2 LumiQuest Soft Screen Diffuser

Cameras with pop-up flashes are usually frozen out of the flash accessory action. With the LumiQuest Soft Screen diffuser, though, they can join in. It easily slips over most pop-up flashes to soften (and reduce) their output… somewhat. It’s small, so don’t expect the caressingly soft light of a 3-foot beauty dish. Instead, look for less facial sheen, softer shadow edges behind subjects, and better close-up lighting. Also, it can be adapted to accept 3×3-inch color-correcting gels to bring flash output into (or out of) line with background color temps. That alone is worth the $13 (street).

3 Wein Hot Shoe to Hot Shoe Safe Sync

The DSLR shooter who tries using an old, outdated hot-shoe flash may be pleasantly surprised to find that the flash still works and, thanks to histograms and LCD previews, it’s very easy to get great flash exposures — for a while. The unpleasant surprise comes a month into the shooting, when that flash, indeed any flash, refuses to work on the camera. The problem? A burned-out sync circuit.

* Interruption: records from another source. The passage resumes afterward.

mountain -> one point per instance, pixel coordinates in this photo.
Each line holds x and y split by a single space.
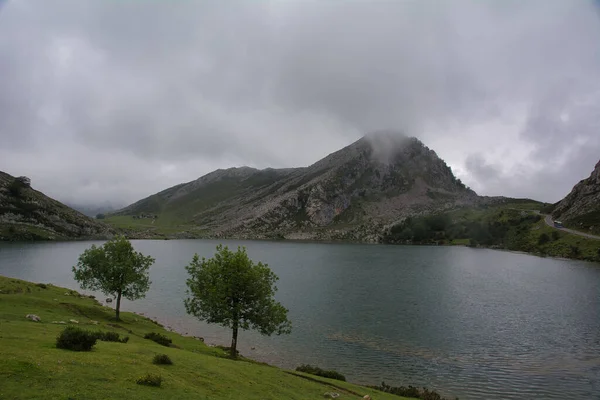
352 194
92 210
581 208
26 214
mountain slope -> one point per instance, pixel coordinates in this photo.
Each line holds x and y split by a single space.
350 194
26 214
581 208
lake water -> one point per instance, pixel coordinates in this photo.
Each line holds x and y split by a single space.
472 323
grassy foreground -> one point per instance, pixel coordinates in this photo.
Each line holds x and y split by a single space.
31 367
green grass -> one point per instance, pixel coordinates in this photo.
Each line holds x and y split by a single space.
31 367
563 246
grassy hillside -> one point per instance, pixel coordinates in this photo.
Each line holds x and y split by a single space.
27 214
514 226
31 367
350 193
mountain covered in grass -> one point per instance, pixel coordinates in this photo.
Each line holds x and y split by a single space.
352 194
580 209
26 214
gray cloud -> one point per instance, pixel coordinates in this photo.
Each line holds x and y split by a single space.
117 100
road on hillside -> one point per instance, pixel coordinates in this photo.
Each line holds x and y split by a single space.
550 223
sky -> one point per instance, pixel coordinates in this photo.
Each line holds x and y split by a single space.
114 100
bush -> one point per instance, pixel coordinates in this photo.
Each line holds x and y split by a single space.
111 337
149 380
162 359
543 239
410 391
309 369
76 339
158 338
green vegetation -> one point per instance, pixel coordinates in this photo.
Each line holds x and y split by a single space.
331 374
30 215
149 380
231 290
162 359
158 338
31 367
410 391
515 227
115 269
76 339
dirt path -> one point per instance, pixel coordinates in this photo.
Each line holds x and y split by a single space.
550 223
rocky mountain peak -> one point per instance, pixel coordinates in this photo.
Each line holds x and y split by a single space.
581 207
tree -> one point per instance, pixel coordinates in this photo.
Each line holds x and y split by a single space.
18 184
231 290
115 269
543 239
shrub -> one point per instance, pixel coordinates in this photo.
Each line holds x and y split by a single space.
309 369
158 338
543 239
111 337
410 391
149 380
162 359
76 339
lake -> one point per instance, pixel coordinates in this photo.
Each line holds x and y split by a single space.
472 323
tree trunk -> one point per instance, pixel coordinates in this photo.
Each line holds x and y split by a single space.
234 341
118 309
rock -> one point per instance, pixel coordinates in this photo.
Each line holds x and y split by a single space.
33 317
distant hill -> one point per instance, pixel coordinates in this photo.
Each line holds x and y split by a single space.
352 194
580 209
26 214
92 210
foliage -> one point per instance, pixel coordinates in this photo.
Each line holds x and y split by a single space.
30 364
555 235
17 185
111 337
309 369
162 359
231 290
158 338
410 391
115 269
149 380
76 339
543 239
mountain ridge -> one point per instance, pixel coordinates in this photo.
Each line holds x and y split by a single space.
27 214
581 207
353 193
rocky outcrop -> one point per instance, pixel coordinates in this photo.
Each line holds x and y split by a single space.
352 194
26 214
581 207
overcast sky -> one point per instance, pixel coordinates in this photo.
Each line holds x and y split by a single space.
113 100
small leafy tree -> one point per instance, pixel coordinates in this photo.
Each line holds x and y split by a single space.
231 290
115 269
18 184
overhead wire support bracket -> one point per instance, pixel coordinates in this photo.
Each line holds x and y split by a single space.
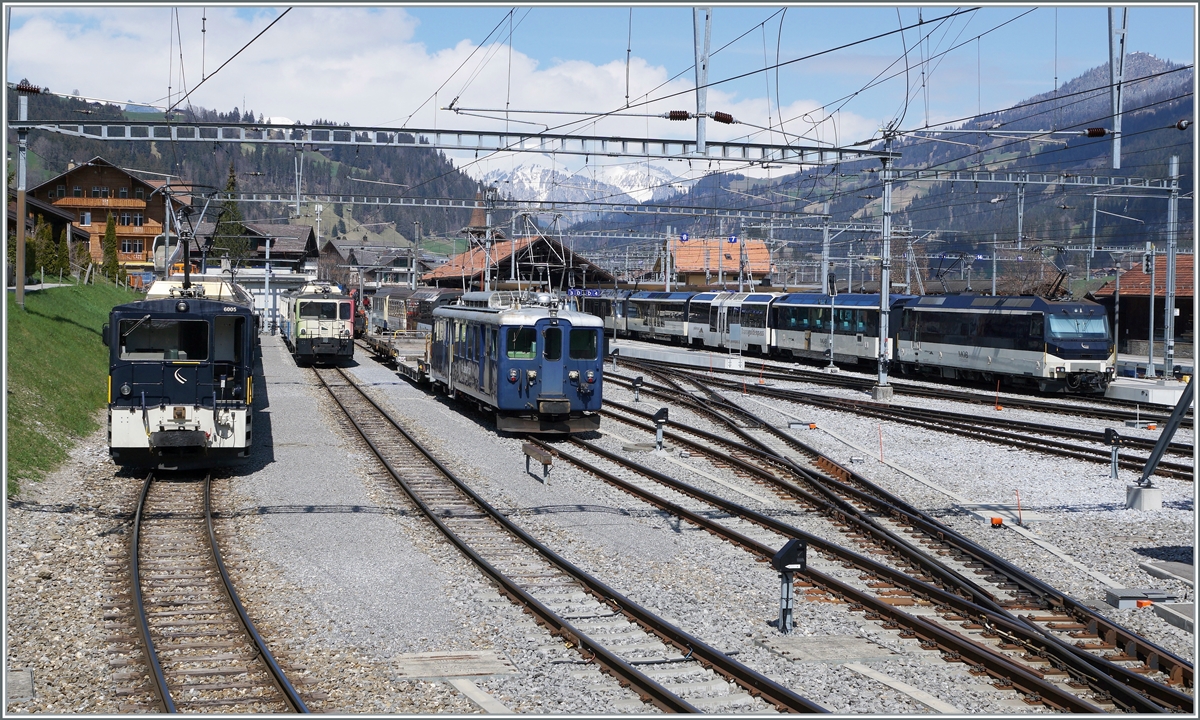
455 139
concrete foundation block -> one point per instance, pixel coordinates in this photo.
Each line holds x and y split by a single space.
1144 498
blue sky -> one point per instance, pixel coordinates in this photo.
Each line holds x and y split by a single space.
383 65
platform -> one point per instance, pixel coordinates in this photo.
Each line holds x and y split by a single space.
713 359
1161 393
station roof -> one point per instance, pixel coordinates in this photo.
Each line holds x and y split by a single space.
1137 283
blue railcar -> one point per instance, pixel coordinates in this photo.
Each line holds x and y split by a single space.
802 327
180 377
539 367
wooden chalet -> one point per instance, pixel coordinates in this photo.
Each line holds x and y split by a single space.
712 262
1134 310
535 261
292 245
93 191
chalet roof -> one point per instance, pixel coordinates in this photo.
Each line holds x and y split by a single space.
689 257
376 257
94 162
34 207
1137 283
289 239
473 262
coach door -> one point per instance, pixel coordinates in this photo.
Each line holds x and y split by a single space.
552 358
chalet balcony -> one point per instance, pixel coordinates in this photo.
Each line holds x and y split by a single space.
94 203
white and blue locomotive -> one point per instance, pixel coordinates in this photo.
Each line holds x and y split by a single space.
537 365
181 376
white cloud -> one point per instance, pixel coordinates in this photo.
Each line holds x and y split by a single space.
364 66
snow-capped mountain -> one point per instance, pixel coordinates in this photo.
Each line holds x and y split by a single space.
606 184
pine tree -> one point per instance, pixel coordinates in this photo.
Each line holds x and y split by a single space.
108 265
229 237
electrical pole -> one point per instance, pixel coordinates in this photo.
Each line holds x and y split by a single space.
413 253
1169 310
995 251
1092 251
1153 268
23 93
882 391
701 16
1116 76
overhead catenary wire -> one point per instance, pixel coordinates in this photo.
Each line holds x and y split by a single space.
175 105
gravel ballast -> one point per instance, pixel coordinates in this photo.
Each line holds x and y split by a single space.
337 567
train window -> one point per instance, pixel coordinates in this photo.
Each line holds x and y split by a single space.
552 343
583 345
318 310
1074 328
163 340
227 339
521 342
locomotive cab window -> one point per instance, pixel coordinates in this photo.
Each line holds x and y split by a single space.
319 311
163 340
552 347
227 339
583 345
1078 328
521 342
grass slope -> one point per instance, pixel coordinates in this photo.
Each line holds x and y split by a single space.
58 375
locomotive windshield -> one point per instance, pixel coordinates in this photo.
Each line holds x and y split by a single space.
1078 328
165 340
324 311
583 345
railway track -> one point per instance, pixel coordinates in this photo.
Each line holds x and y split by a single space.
1029 436
201 647
665 666
1102 408
1063 628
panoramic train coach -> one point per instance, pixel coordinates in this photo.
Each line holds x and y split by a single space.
318 323
539 367
807 324
1050 345
180 378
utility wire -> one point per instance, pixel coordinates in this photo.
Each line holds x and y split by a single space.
175 105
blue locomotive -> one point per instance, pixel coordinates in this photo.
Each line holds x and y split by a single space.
537 365
181 375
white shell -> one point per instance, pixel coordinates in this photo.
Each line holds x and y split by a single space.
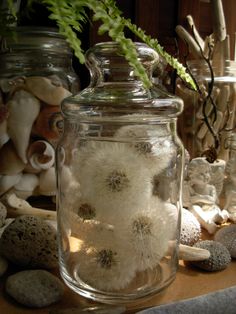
7 182
46 90
4 137
10 162
23 110
47 182
41 155
27 184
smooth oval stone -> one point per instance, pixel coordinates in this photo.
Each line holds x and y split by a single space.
30 241
34 288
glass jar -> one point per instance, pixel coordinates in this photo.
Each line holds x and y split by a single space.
208 118
35 76
119 182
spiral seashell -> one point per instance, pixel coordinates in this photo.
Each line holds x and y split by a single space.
23 110
41 155
47 182
7 182
46 90
26 185
49 123
10 162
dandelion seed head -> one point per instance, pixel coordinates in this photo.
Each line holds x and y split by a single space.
117 181
142 226
144 147
106 258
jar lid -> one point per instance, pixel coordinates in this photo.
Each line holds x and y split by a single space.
35 38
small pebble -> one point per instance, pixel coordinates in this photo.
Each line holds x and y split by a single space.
190 228
227 236
34 288
3 265
219 258
31 242
3 214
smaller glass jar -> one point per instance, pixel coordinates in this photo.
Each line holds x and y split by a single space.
36 74
119 182
208 119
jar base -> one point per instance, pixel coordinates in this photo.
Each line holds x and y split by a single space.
141 293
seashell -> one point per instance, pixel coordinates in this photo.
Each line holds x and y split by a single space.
190 228
219 256
47 182
46 90
4 137
49 123
25 187
23 110
41 155
7 182
227 236
10 162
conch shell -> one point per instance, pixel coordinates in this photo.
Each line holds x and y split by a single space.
23 110
49 123
7 182
10 162
41 155
46 90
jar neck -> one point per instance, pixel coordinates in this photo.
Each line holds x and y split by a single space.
107 64
27 61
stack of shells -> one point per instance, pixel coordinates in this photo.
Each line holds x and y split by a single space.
30 125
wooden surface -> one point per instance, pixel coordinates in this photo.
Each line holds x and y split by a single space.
189 283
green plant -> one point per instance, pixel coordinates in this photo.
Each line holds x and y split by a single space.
71 15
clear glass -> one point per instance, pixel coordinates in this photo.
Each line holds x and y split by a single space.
219 109
36 74
119 166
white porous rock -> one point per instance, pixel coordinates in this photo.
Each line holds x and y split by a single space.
190 228
3 214
219 258
3 265
31 242
227 236
35 288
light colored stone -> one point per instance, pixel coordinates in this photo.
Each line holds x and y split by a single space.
31 242
34 288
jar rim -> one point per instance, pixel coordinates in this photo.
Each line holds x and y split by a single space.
35 38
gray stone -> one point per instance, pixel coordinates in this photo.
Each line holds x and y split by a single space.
3 265
31 242
34 288
3 214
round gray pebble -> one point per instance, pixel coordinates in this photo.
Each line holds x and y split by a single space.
190 228
31 242
3 265
219 258
227 236
34 288
3 214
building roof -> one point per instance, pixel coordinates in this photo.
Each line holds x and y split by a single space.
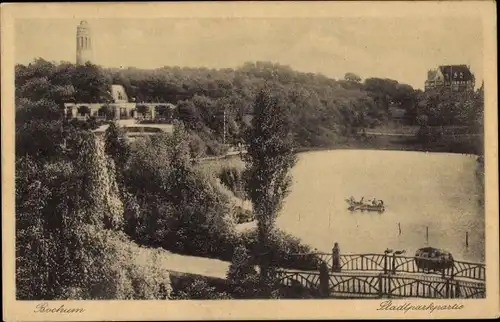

What caused it? Flash trigger voltage that was many times more powerful than the DSLR’s circuitry could handle over time. Trigger voltage is stored in a flash’s capacitor, and after being put through a step-up transformer, it ignites the xenon gas used in virtually all flash tubes. In many older hot-shoe and studio strobes, that voltage can, unfortunately, ricochet back through the flash foot (or PC terminal) into the camera. The most popular flash unit of all time, the Vivitar 283, for example, used a 20-volt flash trigger — more than three times the amount some DSLRs were designed to accept.

Does that mean DSLR shooters can’t experiment with older studio strobes or hot-shoe flashes? No. Get a Wein Hot Shoe to Hot Shoe Safe Sync ($50, street) to slide between flash and camera, and protect a sync circuit by stepping down trigger voltage to under 6 volts. Best thing? Its built-in PC terminal not only protects the camera’s circuitry from studio strobe backfires, it also provides a PC terminal for the many DSLRs today that don’t.